Ninety percent ($697 million) of the funds the state received in the third round of emergency coronavirus relief funding will be available for school districts. Iowa Department of Education spokesperson Jim Flansburg told The Center Square in an emailed statement on July 22 that the department has not yet allocated any state funds from ESSER III. The state outlined its funding plans in its application to the U.S. Department of Education.

“Districts can use the funds … addressing disruptions to teaching and learning meeting students’ social, emotional, behavioral health needs, providing summer school and other extended learning and enrichment programs, hiring additional personnel to keep schools safe and healthy, supporting educators in the effective use of technology and meeting the connectivity of remote learners,” Flansburg said.

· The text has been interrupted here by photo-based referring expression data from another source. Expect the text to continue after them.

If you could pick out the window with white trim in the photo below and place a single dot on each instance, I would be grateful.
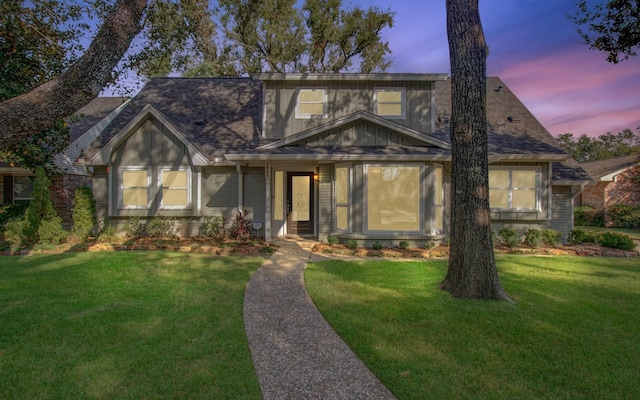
(438, 201)
(175, 188)
(513, 188)
(134, 187)
(342, 197)
(390, 102)
(311, 102)
(393, 197)
(22, 189)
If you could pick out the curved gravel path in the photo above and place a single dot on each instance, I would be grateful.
(296, 354)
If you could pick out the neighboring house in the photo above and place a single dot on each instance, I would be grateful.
(84, 127)
(616, 181)
(357, 156)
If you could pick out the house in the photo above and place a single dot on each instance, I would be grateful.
(616, 181)
(356, 156)
(84, 127)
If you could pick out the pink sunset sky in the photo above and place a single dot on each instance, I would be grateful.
(536, 50)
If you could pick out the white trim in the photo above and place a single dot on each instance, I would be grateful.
(160, 187)
(121, 187)
(403, 102)
(300, 115)
(537, 169)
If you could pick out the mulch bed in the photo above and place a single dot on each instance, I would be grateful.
(443, 251)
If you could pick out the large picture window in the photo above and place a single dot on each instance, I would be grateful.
(342, 198)
(134, 185)
(513, 188)
(175, 188)
(393, 197)
(311, 103)
(389, 102)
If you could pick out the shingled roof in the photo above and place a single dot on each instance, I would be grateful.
(601, 168)
(222, 117)
(215, 115)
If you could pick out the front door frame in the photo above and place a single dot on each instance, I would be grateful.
(291, 227)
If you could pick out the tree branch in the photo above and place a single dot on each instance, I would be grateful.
(32, 112)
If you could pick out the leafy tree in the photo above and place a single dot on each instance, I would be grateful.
(608, 145)
(612, 27)
(39, 41)
(38, 109)
(248, 36)
(472, 271)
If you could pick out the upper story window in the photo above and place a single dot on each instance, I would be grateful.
(513, 188)
(311, 102)
(390, 102)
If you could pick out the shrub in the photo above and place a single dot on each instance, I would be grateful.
(134, 228)
(533, 238)
(41, 223)
(160, 227)
(12, 211)
(551, 237)
(107, 233)
(51, 231)
(588, 216)
(579, 236)
(84, 213)
(509, 237)
(240, 226)
(624, 216)
(616, 241)
(213, 227)
(13, 232)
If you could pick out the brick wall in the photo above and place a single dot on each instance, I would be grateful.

At least 20% of the funds must address learning loss through evidence-based interventions and “ensure that such interventions respond to students' academic, social, and emotional needs and address the disproportionate impact of the coronavirus on the student subgroups described in section 1111(b)(2)(B)(xi) of the Elementary and Secondary Education Act of 1965 (20 U.S.C),” the guidance document said.

Flansburg said the district “advised against” using the funds for bonuses and he isn’t aware of any school districts in Iowa that are using funding for teacher bonuses.

“However, using some funds for extra duties/responsibilities that fell outside the regular contract would be permissible since it’s not bonuses. … The pandemic created myriad brand-new needs, from distribution of PPE to creating task forces aimed at COVID mitigation to setting up rooms to ensure student and teacher safety,” Flansburg said in emailed statements. “Educators had to suddenly -- and in many cases without prior experience – deliver their classes online. This all created additional work that had never been done before.”

Sioux City Community School District was allocated $38.9 million while Davenport Community School District was allocated $48.3 million. Cedar Rapids has been allocated $32.4 million.

Sioux City Community School District Director of Communications Leslie Heying told The Center Square in an emailed statement that the district has been allocated about $38 million in American Rescue Plan Elementary and Secondary School Emergency Relief funds.

“We are in the process of prioritizing utilization of those funds to address learning loss and enhance educational opportunities for our students through ongoing conversations with our Board of Directors, staff, and District families,” Heying said.

Davenport Community School District spokesperson Mike Vondran told The Center Square in a voicemail that the district is currently determining “where the best investment opportunities lie.”

Cedar Rapids Community School District Director of Communications Colleen Scholer told The Center Square that the district is holding community impact sessions July 27 to announce, review and receive input on its proposed plan for the funding it has been allocated.

Iowa City Community School District (allocation of $27.6 million) and Des Moines Independent Community School District (allocation of $92.3 million) did not respond to The Center Square’s request for information.